His first entry onto stage was in Thornton Wilder’s ‘Our Town’ in 1954, that strange play set in New Hampshire. In this, he played one of the Townsfolk, Simon Stimson the choirmaster. One can imagine him at River, Lake or Surfbeach, practising conducting with a fishing rod. He ‘rested’ whilst ‘The Merry Wives of Windsor’ and that spectacular, colourful play the ‘Beaux Stratagem’ were staged in subsequent years, no doubt ‘resting’ with fishing rod in hand.

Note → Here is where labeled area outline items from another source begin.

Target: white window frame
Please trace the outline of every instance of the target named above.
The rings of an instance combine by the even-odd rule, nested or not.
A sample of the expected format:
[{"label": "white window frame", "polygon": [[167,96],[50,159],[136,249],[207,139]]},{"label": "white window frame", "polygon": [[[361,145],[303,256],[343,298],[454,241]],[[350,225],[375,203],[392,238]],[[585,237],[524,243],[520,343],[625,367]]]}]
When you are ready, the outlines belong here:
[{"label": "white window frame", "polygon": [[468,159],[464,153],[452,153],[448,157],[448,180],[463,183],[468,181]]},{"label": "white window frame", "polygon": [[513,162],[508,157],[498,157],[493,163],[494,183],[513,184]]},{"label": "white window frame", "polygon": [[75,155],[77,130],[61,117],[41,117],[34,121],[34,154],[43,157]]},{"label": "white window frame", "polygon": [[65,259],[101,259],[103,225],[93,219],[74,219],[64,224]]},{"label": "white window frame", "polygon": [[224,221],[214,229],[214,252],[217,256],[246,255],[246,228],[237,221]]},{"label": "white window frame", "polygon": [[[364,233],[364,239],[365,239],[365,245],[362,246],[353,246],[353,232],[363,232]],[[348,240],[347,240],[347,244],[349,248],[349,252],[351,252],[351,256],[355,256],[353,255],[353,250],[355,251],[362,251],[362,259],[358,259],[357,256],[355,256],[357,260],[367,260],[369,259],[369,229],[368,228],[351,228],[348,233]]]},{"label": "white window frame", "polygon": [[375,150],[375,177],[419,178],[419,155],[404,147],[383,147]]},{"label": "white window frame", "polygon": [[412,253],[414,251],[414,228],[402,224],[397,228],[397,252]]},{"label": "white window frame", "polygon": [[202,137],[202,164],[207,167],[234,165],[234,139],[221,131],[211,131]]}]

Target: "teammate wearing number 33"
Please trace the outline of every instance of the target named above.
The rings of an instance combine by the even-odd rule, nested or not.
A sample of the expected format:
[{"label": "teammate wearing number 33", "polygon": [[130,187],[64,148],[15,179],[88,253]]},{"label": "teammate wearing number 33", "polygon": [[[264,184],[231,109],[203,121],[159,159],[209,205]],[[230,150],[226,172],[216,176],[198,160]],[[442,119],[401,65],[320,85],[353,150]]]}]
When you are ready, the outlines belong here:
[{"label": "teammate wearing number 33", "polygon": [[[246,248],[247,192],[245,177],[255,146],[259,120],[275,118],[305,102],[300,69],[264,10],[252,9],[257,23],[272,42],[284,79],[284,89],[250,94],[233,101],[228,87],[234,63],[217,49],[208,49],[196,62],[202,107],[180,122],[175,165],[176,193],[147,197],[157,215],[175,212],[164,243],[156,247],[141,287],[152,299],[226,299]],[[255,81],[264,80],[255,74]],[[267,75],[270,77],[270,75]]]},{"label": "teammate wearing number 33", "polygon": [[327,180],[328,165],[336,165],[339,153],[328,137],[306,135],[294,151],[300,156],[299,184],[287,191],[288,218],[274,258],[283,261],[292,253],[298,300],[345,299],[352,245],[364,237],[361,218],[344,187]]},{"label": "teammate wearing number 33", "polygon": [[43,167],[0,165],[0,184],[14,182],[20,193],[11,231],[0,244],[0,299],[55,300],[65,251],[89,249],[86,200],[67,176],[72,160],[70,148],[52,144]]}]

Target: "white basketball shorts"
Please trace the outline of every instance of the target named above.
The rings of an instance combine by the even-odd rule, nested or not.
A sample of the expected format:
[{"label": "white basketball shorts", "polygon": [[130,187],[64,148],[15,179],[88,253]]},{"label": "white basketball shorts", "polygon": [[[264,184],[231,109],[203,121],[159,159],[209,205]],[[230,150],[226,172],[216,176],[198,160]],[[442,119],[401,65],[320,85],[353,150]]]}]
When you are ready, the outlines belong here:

Then, in 1958, GS Shaw chose Shakespeare’s ‘Coriolanus’ as the school play. The lead in this – Coriolanus, the Roman general - was no doubt thought to be too onerous a part for any pupil and was taken on with gusto by Clive Gammon. He brought to the part his wonderful voice, the bearing of a Roman General and his incredible memory for all those speeches. His portrayal was masterful particularly when giving the crowds and the mob, who formed the core of the play, a lashing with his tongue. There were those pupils who believed he was rehearsing the part when addressing them in the classroom during English lessons. He became Coriolanus.


Clive Gammon - Actor
Clive Gammon in Coriolanus and as
Choirmaster, Simon Stimson in Our Town
Since I had never been in one of his English classes, in school I thought of him as Coriolanus, and out of school we would talk fishing. We met one Christmas in the late 1960s, purely by chance on the Gower Coast, where he and my eldest brother and I discussed the prospects of inshore cod. Then, the night before the school Reunion in 2006, I walked into the Old Kings Arms and there he was, sitting with a group of former pupils. I looked at him and said, “Beggar me, it’s Coriolanus!” He thought that was really funny and we both laughed. Well, he was Coriolanus.